The platform will then evaluate what’s on offer and determine “what’s the optimal market position I can take and I can accept? Or it can reject them or make different market offers.” Much like wholesale energy markets, this will take place across different timescales, with much of the required services settled in day-ahead markets, and changing or unforeseen circumstances being resolved “as you get closer to real-time.”
Getting from today’s grid to the U.K.’s market-driven grid vision
This is not an academic exercise, Omara stresses. Under the U.K.’s current regulatory pathway, starting in 2023, any capital grid upgrade that will cost more than £1 million ($1.34 million) will need to prove that a flexibility-based alternative solution is not a reasonable option.
That’s a departure from the traditional “cost-of-service” structure for U.S. utilities, which determine their grid upgrade needs based on future load growth forecasts and earn guaranteed rates of return on the resulting capital investments.
This financial reward for spending money, combined with a conservative approach to grid planning, can lead to overbuilding and discourage active efforts to replace grid investments with DER-based non-wires alternatives.
Under the U.K.’s Revenue = Incentives + Innovation + Output regulatory framework, by contrast, grid operators are compensated on total controllable expenditures, or “totex,” which provides some incentive to reduce costs across both operational and capital expenditures.
Also, unlike vertically integrated utilities in the U.S., the U.K.’s deregulated energy market separates distribution grid operators from the retail energy providers that compete for customers across the country. This largely bars DNOs from directly offering customers payments or incentives in exchange for shifting or shaping their energy use, which has influenced the third-party contract structure of its flexibility tenders.
Building a market for flexibility from the ground up requires steps that may not be optimal in the long term. DNO U.K. Power Networks has secured more than 140 megawatts of capacity through its flexibility tenders to date, with participants including generator aggregator Amp Clean Energy, energy storage aggregators Limejump, Moixa and Powervault, demand response aggregator KiWi Power and residential solar-plus-battery provider Social Energy.

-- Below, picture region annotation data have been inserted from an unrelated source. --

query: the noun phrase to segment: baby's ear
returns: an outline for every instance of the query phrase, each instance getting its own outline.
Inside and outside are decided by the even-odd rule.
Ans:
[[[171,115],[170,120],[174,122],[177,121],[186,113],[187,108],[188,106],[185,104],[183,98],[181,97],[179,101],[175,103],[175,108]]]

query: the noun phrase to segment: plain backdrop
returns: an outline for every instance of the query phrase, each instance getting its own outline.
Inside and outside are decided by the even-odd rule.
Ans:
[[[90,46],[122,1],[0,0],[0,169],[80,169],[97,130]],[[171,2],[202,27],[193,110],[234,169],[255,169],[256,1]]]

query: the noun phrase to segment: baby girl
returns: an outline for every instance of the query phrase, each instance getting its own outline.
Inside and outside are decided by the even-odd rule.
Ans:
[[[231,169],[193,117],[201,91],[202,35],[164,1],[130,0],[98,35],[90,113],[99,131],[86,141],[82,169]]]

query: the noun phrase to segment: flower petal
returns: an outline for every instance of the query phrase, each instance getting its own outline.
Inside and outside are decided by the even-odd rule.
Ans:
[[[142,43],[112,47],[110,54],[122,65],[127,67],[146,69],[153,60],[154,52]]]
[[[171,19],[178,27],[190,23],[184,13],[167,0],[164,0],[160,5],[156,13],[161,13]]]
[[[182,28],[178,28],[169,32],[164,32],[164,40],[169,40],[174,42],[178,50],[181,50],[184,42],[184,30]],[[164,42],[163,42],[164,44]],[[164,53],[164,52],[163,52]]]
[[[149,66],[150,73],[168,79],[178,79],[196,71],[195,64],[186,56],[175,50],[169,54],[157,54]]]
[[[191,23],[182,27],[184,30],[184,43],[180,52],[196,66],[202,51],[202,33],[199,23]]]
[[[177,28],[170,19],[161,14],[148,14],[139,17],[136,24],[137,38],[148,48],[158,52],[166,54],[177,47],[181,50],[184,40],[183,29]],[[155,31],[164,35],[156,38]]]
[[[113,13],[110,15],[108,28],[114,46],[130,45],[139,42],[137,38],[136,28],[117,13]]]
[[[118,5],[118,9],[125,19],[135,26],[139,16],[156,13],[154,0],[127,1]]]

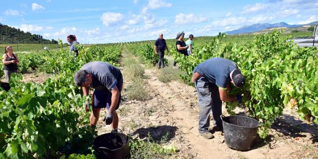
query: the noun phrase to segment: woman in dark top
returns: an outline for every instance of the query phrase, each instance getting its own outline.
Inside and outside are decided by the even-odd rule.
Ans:
[[[176,48],[177,49],[177,52],[179,52],[183,54],[184,56],[189,56],[188,54],[188,51],[187,51],[187,49],[189,48],[189,46],[187,45],[183,41],[184,38],[184,33],[183,31],[177,34],[176,39],[177,40],[176,42]],[[173,66],[175,66],[176,63],[177,62],[174,61]]]
[[[8,46],[5,48],[5,54],[2,56],[2,61],[5,66],[4,72],[7,82],[10,81],[13,73],[18,73],[19,58],[13,53],[12,47]]]

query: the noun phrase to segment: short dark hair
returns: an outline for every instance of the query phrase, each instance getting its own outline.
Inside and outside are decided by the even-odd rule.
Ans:
[[[82,84],[87,81],[87,75],[89,73],[86,70],[80,70],[76,72],[74,75],[74,83],[78,86],[81,86]]]

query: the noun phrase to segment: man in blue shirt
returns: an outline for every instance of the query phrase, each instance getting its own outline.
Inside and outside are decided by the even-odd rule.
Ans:
[[[90,117],[91,125],[96,125],[101,108],[106,108],[108,111],[104,121],[107,124],[111,124],[113,130],[117,129],[118,116],[116,110],[120,104],[123,84],[120,70],[106,62],[90,62],[75,74],[74,83],[82,87],[86,96],[88,96],[90,87],[95,89]],[[85,104],[86,110],[88,111],[89,101]]]
[[[211,58],[198,65],[193,70],[191,80],[195,83],[199,97],[199,132],[206,139],[214,137],[209,130],[210,111],[212,110],[216,129],[223,129],[220,115],[222,101],[234,102],[242,100],[241,94],[228,95],[231,84],[242,88],[245,80],[236,64],[224,58]]]
[[[158,62],[158,68],[160,69],[162,65],[162,68],[165,68],[164,63],[164,57],[165,56],[165,49],[169,52],[166,40],[164,39],[164,35],[162,33],[159,34],[159,38],[154,42],[154,51],[156,54],[159,54],[159,61]]]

Much of this capacity has come in the form of multiyear contracts, Sotiris Georgiopoulos, UKPN’s head of smart grid development, said in a Tuesday interview at Greentech Media’s Grid Edge Innovation Summit 2020. That’s a necessary step to give DER aggregators the certainty needed to commit to investing in systems that can respond to the grid’s needs, he said.
But “national markets are moving closer to procurement closer to real time,” he said, with UKPN and other DNOs working on market structures similar to SSEN’s. “We don’t want to have a bunch of very long contracts that become stranded.”
At the same time, the revenue available from flexibility tenders is only covering about one-quarter of the costs of installing DERs, although certain locations can earn much greater returns, he said. To build the market-based revenue potential to encourage more rapid DER proliferation, DNOs like UKPN are working with transmission system operators to find ways to “revenue stack” and boost the prospects for DER developers.
“It’s not an easy job, but I’m certainly encouraged,” Georgiopoulos said. “Certainly over the past two or three years, it’s gaining traction — and it’s encouraging to see all these providers coming in.”